Driving home from the Cabrillo Bridge I decided to attend the San Diego Synesthesia Society meeting later that night. The decision came to me with instant clarity.
I reasoned that if my condition was part of the reason Gina had gone, other synesthetes might tell me how to minimize or disguise its negative effects. Using these techniques, maybe I could bring Gina back to me. I also wanted to know if my synesthesia would change over time, and if so, what I could expect. And I was just plain ready to talk to people who wouldn’t think I was addled when I told them I could see their words.
I’d always worried that word might get back to the department if I attended a meeting, and people might assume that my brain wasn’t working properly. But now, driving toward Normal Heights, I didn’t care what people like Chet Fellowes or Roger Sutherland or Bryan Bogle thought of my brain. I was tiring of the bullshit — mine and everyone else’s.
So I drove home with the same kind of eagerness I used to have, anticipating Gina. But as soon as I walked in, the new smallness of the house hit me again. No messages. Not even a hello from Vince and Dawn, or more pity from Rachel. Just as Uncle Jerry had experienced after the death of Aunt Melissa, the temperature of the house was much warmer than it should have been in March. I opened all the windows and checked the temperature on the thermostat — eighty.
I got the Synesthesia Society meeting information off the Web, then washed my face in the bathroom sink, put on a clean shirt, and headed right back out.
I’d read that synesthetes consider their condition a gift and that high numbers of artists, performers, and writers are synesthetic. The great painter David Hockney is said to hear colors as music. It is also said that Balzac wanted very badly to be synesthetic but was not. Although I’m not an artist, I do know that I’m a better detective now than before my fall, because I can see very clearly when someone, such as Carrie Martier or Abel Sarvonola, is lying.
I’ve also read that there is no such thing as synesthesia. Some researchers have claimed that synesthetes are simply victims of their own “overactive imaginations” or are perhaps suffering from the abuse of hallucinogenic drugs. This uninformed view has fallen out of favor. There is an entire department at the University of California, San Diego, dedicated to the study of this phenomenon, which leads me to believe that what I have is “real.” There is an American Synesthesia Association, a UK Synesthesia Association, as well as an International Synesthesia Association.
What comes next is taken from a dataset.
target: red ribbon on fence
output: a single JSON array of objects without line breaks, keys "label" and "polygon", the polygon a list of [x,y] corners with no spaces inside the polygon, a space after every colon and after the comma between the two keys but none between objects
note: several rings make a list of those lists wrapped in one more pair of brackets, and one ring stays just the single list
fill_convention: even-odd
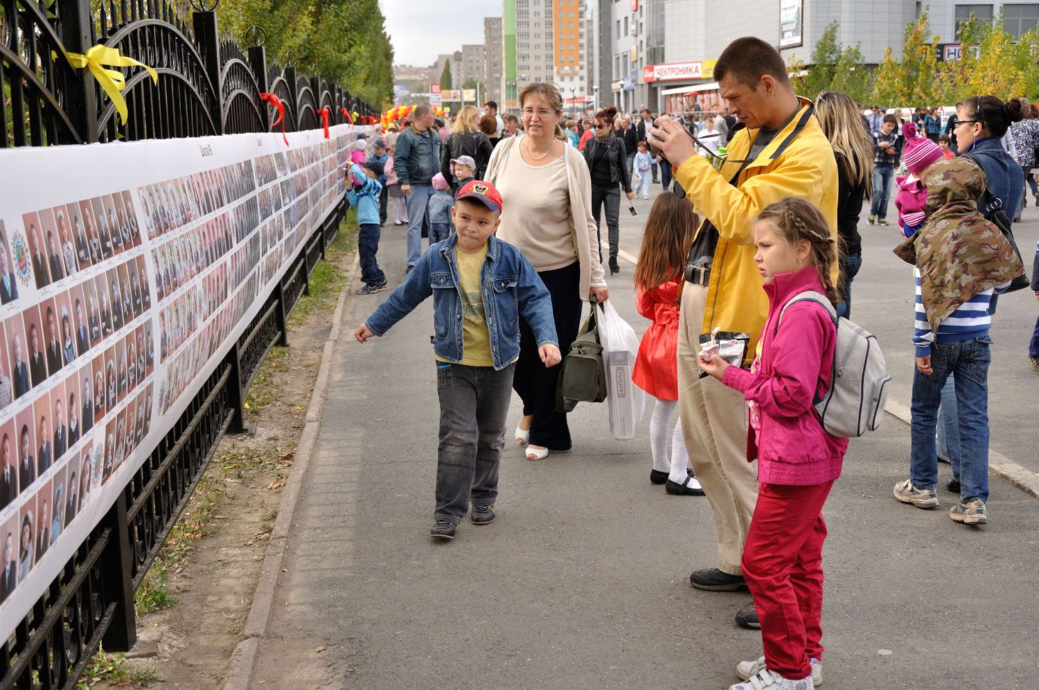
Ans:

There are tests to see if you really have it. Several good books and many abstracts have been published on the subject, and many lectures have been given. I know for a fact that synesthetes don’t invent what they see and taste and hear. We’re not delusional. It’s not that we see UFOs or Sasquatch or spirits of some kind.
The meeting was held at the community center in Hillcrest. The chapter president was Moira Handler, a hefty, fiftyish woman with short blond hair and sober gray eyes. There were twenty-three people there, ranging in age from around twelve to maybe seventy. Eighteen of them were women and fifteen of the women were left-handed. Snacks and drinks were arranged on a pair of long tables set up in the back of the room. Most were homemade. After some social chatter, the doors were closed, the synesthetes took their seats, and Moira went to the podium.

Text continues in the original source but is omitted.